Very nice effort - but doesn't help the specific problem raised in the OP. The relationship between the blue circle (which is always properly circular) and the orbit line does tell you your position relative to the plane of orbit - but you can actually determine that simply by observing the degree of "circularness" of the orbit line so it doesn't give you any additional information - just a more accurate measurement method really. The problem really is this - is that part of the line that my eye is telling me is at the front really at the front? or is it at the back? This is the old "is the box hollow or am I looking at the outside of it" - caused by a 2-D representation of a 3-D object in wireframe (which is what an orbit line actually is - a wireframe). I imagine this isn't a problem in VR.

It's actually not too much of a problem - it's just that for people like me (and obviously the OP), we like to aim for the perfect approach every time. It's part of our goal to be a great pilot right? So if we guess right then when we head down, say, to expand the orbit line out into a full circle (for the underneath approach) and the orbit line does indeed start to become more circular then great - perfect approach. But if we head down and we see the orbit line start to compress towards a line then we know we have guessed wrong and have to then head up (and rotate our ship) to the other side of the plane of orbit. The blue circle helps in no way with this.
It is only a problem for the initial guess - do we head down or up?
 
I agree that any great pilot should always try to approach from mailbox side. So long as you approach form planet side you will be approaching from the correct direction. now it used to be really easy to do this but i do believe they changed the orientation of stations to planets. They used to directly face the planet but from observations they seem to be slightly skewed from direct face. Maybe I am wrong. Just seems that way now.

Believe me. Some indicator that would tell you how well you are lined up to mail box while in SC would be great. Until then. Approach from under and planet side.
 
The blue lines you refer to are just distance markers from the planet at 10x 50x 100x 500x 1000x it's radius (or some such figures)

The fading of lines towards the back would be most appreciated - just from their yellow/orange into red would be fine imho it only needs to be subtle really
 
The blue lines you refer to are just distance markers from the planet at 10x 50x 100x 500x 1000x it's radius (or some such figures)

The fading of lines towards the back would be most appreciated - just from their yellow/orange into red would be fine imho it only needs to be subtle really

They may be distance markers, but i used them as orientation references. It works so therefore it is. So therefore it could be both
 
A broken orbit line like the dotted text would help a great deal in what is being obscured.
Maybe a bit more visual reference as you approach closer to your destination, a spatial awareness hud or something, not sure how it could be implemented, just floating the idea out there.
 
Not easy to describe, but the blue lines can orient your approach to the station properly 100% of the time.

When the first blue circle pops, line up the aiming reticle so that the vertical line at the bottom is perpendicular to the blue circle's outer edge.
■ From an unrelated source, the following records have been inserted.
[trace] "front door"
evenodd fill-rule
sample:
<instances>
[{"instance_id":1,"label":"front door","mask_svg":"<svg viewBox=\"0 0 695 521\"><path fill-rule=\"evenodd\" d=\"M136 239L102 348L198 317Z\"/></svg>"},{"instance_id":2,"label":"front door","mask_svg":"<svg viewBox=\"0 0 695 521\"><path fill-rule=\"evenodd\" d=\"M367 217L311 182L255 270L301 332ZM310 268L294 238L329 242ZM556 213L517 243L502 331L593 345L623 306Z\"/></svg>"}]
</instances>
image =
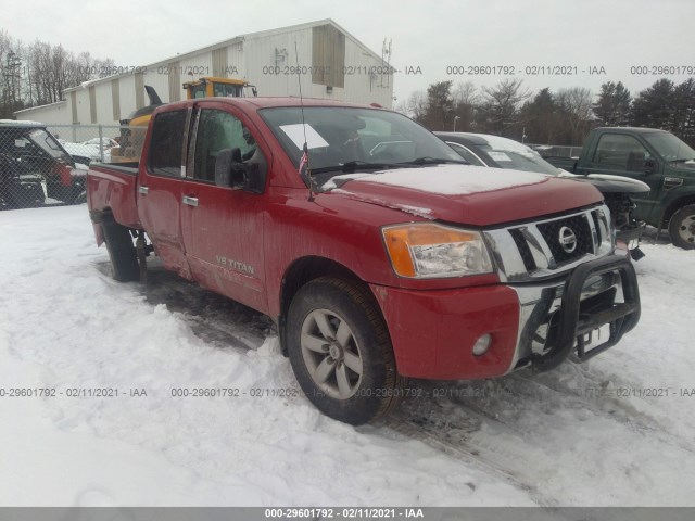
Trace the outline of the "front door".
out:
<instances>
[{"instance_id":1,"label":"front door","mask_svg":"<svg viewBox=\"0 0 695 521\"><path fill-rule=\"evenodd\" d=\"M186 258L202 285L266 310L263 196L215 185L219 151L240 149L242 162L257 162L262 153L242 114L228 105L203 106L194 115L181 194Z\"/></svg>"},{"instance_id":2,"label":"front door","mask_svg":"<svg viewBox=\"0 0 695 521\"><path fill-rule=\"evenodd\" d=\"M185 185L184 142L188 135L190 111L157 114L144 174L138 179L138 212L148 236L167 269L190 278L181 242L180 207Z\"/></svg>"}]
</instances>

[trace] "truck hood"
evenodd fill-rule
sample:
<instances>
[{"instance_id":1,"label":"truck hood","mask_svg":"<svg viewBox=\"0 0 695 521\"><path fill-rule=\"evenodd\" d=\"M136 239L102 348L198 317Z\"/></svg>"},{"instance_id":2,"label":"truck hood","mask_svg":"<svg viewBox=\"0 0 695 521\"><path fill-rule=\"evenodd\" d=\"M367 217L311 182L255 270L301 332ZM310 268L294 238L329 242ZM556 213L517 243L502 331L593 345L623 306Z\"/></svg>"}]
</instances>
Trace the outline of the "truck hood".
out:
<instances>
[{"instance_id":1,"label":"truck hood","mask_svg":"<svg viewBox=\"0 0 695 521\"><path fill-rule=\"evenodd\" d=\"M563 169L560 168L560 170ZM583 176L563 170L559 177L590 182L601 190L602 193L643 193L650 190L646 182L640 181L639 179L610 176L608 174L589 174Z\"/></svg>"},{"instance_id":2,"label":"truck hood","mask_svg":"<svg viewBox=\"0 0 695 521\"><path fill-rule=\"evenodd\" d=\"M589 183L469 165L336 176L324 189L430 219L478 227L533 219L603 200Z\"/></svg>"}]
</instances>

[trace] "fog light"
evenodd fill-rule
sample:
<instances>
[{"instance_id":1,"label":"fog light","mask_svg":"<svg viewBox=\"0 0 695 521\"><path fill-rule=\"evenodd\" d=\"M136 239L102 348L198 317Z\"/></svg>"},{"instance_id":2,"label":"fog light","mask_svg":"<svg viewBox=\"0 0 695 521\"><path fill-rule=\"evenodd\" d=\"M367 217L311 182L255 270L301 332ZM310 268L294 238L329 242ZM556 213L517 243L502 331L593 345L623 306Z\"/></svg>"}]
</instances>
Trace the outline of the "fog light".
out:
<instances>
[{"instance_id":1,"label":"fog light","mask_svg":"<svg viewBox=\"0 0 695 521\"><path fill-rule=\"evenodd\" d=\"M490 336L489 333L483 334L473 344L473 355L484 355L485 353L488 353L490 344L492 344L492 336Z\"/></svg>"}]
</instances>

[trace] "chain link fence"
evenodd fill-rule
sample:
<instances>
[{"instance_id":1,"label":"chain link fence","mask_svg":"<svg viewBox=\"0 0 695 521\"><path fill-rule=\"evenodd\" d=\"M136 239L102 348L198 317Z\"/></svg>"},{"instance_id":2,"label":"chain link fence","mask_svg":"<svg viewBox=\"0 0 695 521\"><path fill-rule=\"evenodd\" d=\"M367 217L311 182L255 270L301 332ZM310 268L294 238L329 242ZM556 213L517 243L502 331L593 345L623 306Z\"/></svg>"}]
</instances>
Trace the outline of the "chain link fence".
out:
<instances>
[{"instance_id":1,"label":"chain link fence","mask_svg":"<svg viewBox=\"0 0 695 521\"><path fill-rule=\"evenodd\" d=\"M139 161L147 127L0 122L0 209L79 204L92 162Z\"/></svg>"}]
</instances>

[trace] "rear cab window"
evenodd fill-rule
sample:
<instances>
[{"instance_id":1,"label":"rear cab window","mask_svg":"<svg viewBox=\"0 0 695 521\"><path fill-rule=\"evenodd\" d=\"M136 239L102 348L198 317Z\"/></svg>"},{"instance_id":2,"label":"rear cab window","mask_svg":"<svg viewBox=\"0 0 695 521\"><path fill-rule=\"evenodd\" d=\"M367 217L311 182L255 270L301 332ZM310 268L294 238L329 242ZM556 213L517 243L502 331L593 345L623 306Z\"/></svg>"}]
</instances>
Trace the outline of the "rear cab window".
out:
<instances>
[{"instance_id":1,"label":"rear cab window","mask_svg":"<svg viewBox=\"0 0 695 521\"><path fill-rule=\"evenodd\" d=\"M150 174L181 177L187 120L187 110L163 112L155 116L148 150Z\"/></svg>"}]
</instances>

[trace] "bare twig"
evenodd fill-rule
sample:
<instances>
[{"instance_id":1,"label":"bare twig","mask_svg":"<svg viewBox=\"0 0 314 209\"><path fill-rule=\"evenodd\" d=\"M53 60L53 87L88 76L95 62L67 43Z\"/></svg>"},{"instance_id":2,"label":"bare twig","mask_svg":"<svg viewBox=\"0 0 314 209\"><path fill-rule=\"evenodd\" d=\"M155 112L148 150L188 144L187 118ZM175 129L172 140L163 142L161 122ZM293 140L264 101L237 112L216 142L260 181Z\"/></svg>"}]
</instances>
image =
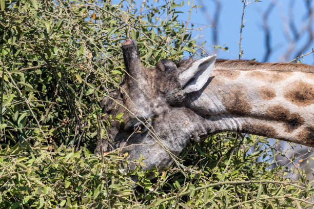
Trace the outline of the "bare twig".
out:
<instances>
[{"instance_id":1,"label":"bare twig","mask_svg":"<svg viewBox=\"0 0 314 209\"><path fill-rule=\"evenodd\" d=\"M26 70L34 69L36 69L36 68L41 68L43 66L44 66L44 65L38 65L38 66L36 66L28 67L27 68L21 68L18 71L19 72L22 72L22 71L24 71L24 70Z\"/></svg>"},{"instance_id":2,"label":"bare twig","mask_svg":"<svg viewBox=\"0 0 314 209\"><path fill-rule=\"evenodd\" d=\"M269 27L268 26L268 17L273 9L276 2L277 0L273 0L270 4L269 4L268 7L263 14L263 29L265 32L265 45L266 48L266 52L263 58L263 62L266 62L268 60L269 56L271 53L270 31L269 30Z\"/></svg>"},{"instance_id":3,"label":"bare twig","mask_svg":"<svg viewBox=\"0 0 314 209\"><path fill-rule=\"evenodd\" d=\"M311 51L310 52L308 52L308 53L307 53L306 54L302 54L302 55L300 55L300 56L298 56L298 57L294 58L294 59L292 59L292 60L289 61L289 62L293 62L293 61L297 61L298 59L300 59L300 58L302 58L302 57L305 57L305 56L307 56L307 55L309 55L309 54L311 54L311 53L312 53L313 52L314 52L314 48L312 48L312 51Z\"/></svg>"},{"instance_id":4,"label":"bare twig","mask_svg":"<svg viewBox=\"0 0 314 209\"><path fill-rule=\"evenodd\" d=\"M186 23L185 24L185 26L183 29L183 32L182 33L182 37L181 38L181 48L183 46L182 44L183 43L183 40L184 40L184 36L185 36L185 31L186 31L186 28L187 28L187 26L189 24L189 21L190 21L190 18L191 18L191 14L192 14L192 10L193 10L193 8L194 6L193 5L193 0L192 0L191 2L191 9L189 11L189 17L188 17L188 19L186 21Z\"/></svg>"},{"instance_id":5,"label":"bare twig","mask_svg":"<svg viewBox=\"0 0 314 209\"><path fill-rule=\"evenodd\" d=\"M242 2L243 3L243 10L242 11L242 17L241 17L241 25L240 26L240 40L239 41L239 59L241 59L241 57L242 56L242 54L243 54L243 51L242 51L242 47L241 46L241 43L242 41L242 28L244 27L244 25L243 25L243 17L244 16L244 10L245 10L245 7L246 6L246 0L242 0Z\"/></svg>"}]
</instances>

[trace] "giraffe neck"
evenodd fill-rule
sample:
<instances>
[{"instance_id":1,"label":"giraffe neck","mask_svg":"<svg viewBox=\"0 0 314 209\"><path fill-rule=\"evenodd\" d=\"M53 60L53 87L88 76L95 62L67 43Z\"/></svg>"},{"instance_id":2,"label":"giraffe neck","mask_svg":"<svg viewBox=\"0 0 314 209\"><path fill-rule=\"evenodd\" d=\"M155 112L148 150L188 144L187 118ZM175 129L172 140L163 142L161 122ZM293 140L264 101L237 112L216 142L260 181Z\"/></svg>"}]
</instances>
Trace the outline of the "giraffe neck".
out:
<instances>
[{"instance_id":1,"label":"giraffe neck","mask_svg":"<svg viewBox=\"0 0 314 209\"><path fill-rule=\"evenodd\" d=\"M207 131L240 131L314 147L314 67L218 60L189 108Z\"/></svg>"}]
</instances>

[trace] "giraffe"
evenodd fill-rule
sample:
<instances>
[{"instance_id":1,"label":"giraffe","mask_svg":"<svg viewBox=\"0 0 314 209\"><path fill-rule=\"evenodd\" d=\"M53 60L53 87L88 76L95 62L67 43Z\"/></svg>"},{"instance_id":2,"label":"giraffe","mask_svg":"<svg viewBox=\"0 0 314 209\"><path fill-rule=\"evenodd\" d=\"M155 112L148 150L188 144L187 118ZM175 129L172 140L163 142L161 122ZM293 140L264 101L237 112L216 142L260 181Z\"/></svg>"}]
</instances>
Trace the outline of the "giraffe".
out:
<instances>
[{"instance_id":1,"label":"giraffe","mask_svg":"<svg viewBox=\"0 0 314 209\"><path fill-rule=\"evenodd\" d=\"M213 55L147 69L135 40L122 50L127 75L103 106L107 117L123 112L123 122L112 121L96 153L120 148L144 157L145 169L163 169L191 140L225 131L314 147L313 66Z\"/></svg>"}]
</instances>

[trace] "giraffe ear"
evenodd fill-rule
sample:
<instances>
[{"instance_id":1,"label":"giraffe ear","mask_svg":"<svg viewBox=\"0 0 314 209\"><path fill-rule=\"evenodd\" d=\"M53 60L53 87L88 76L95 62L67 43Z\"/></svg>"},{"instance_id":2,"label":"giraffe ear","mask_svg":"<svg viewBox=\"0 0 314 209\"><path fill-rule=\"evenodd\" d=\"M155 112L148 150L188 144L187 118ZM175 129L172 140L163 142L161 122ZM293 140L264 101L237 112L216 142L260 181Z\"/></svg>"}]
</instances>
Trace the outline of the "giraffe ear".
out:
<instances>
[{"instance_id":1,"label":"giraffe ear","mask_svg":"<svg viewBox=\"0 0 314 209\"><path fill-rule=\"evenodd\" d=\"M179 73L176 80L181 88L167 94L167 101L172 104L180 103L184 100L188 94L202 89L210 77L215 60L215 54L199 59Z\"/></svg>"},{"instance_id":2,"label":"giraffe ear","mask_svg":"<svg viewBox=\"0 0 314 209\"><path fill-rule=\"evenodd\" d=\"M185 94L199 91L205 85L213 70L215 60L215 54L196 60L179 75L178 79Z\"/></svg>"}]
</instances>

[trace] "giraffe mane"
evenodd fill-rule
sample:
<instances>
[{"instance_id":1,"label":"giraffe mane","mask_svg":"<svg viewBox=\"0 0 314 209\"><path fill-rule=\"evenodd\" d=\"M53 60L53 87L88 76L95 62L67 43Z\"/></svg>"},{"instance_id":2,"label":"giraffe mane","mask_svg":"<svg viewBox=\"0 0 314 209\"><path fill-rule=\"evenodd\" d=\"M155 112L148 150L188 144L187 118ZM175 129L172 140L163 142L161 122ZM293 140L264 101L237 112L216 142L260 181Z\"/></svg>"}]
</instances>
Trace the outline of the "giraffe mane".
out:
<instances>
[{"instance_id":1,"label":"giraffe mane","mask_svg":"<svg viewBox=\"0 0 314 209\"><path fill-rule=\"evenodd\" d=\"M220 70L266 70L276 71L296 71L314 73L314 66L302 63L259 62L248 60L217 59L215 68Z\"/></svg>"}]
</instances>

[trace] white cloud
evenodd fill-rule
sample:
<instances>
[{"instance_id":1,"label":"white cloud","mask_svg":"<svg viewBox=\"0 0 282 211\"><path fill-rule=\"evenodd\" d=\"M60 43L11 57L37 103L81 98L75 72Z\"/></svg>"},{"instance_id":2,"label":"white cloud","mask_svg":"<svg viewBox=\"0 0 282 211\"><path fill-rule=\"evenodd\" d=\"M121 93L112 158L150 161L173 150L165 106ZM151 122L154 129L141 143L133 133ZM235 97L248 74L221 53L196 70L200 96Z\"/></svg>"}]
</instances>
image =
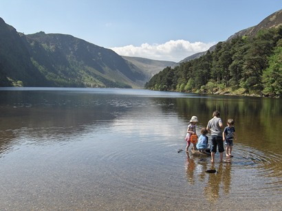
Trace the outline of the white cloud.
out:
<instances>
[{"instance_id":1,"label":"white cloud","mask_svg":"<svg viewBox=\"0 0 282 211\"><path fill-rule=\"evenodd\" d=\"M215 43L190 43L184 40L169 41L164 44L129 45L111 49L120 56L137 56L155 60L179 62L194 54L205 52Z\"/></svg>"}]
</instances>

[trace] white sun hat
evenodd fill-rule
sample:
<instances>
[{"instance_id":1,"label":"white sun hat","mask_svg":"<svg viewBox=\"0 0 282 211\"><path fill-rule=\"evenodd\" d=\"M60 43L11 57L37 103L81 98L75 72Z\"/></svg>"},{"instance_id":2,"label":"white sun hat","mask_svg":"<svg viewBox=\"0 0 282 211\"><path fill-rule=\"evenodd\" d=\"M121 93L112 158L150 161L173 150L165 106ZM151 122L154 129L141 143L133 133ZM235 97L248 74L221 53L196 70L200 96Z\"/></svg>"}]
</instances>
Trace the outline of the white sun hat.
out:
<instances>
[{"instance_id":1,"label":"white sun hat","mask_svg":"<svg viewBox=\"0 0 282 211\"><path fill-rule=\"evenodd\" d=\"M198 122L198 118L196 117L195 115L193 115L191 119L190 120L190 122Z\"/></svg>"}]
</instances>

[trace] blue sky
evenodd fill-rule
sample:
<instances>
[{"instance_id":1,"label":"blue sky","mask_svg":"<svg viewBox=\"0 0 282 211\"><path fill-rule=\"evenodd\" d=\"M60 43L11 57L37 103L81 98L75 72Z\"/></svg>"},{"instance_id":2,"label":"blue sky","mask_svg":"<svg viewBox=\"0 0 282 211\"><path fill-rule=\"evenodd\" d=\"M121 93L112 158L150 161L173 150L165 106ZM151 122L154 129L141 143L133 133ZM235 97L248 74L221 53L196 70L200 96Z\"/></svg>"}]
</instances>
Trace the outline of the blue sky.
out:
<instances>
[{"instance_id":1,"label":"blue sky","mask_svg":"<svg viewBox=\"0 0 282 211\"><path fill-rule=\"evenodd\" d=\"M71 34L120 55L178 62L255 25L281 0L1 0L19 32Z\"/></svg>"}]
</instances>

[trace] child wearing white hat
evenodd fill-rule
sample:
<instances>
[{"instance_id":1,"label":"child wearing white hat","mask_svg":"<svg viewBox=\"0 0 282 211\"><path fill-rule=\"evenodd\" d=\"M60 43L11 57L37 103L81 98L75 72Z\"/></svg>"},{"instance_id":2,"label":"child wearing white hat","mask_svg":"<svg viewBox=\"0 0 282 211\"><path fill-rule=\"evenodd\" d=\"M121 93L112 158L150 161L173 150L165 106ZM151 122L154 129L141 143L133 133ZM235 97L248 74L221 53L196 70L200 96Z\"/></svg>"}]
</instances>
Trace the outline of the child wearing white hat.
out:
<instances>
[{"instance_id":1,"label":"child wearing white hat","mask_svg":"<svg viewBox=\"0 0 282 211\"><path fill-rule=\"evenodd\" d=\"M191 144L191 135L193 134L196 134L196 124L198 122L198 118L193 115L191 120L190 124L187 128L187 134L185 137L185 140L187 142L187 146L186 147L186 151L188 152L188 149L189 148L190 144ZM193 144L193 150L196 150L196 144Z\"/></svg>"}]
</instances>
Maintain that orientation until you can line up the reticle so that the vertical line at the bottom is dead on the yellow orbit line and the planet is to your right. then all you need to do is split the difference between the orbit line and the planet , rotate 90 degrees and line up on the station with the planet behind you. 9 times out of 10 you'll be facing the station entrance. The closer the station orbit is to the planet the harder it is to get just right, but following the outer blue orbit line with the bottom vertical pip on the reticle maintaining perpendicular orientation is the key. As the outer blue line fades, just do the same thing on the next blue circle following them in from outer to the next circle as they fade.

Sounds complicated, but it really isn't. Repetition will help.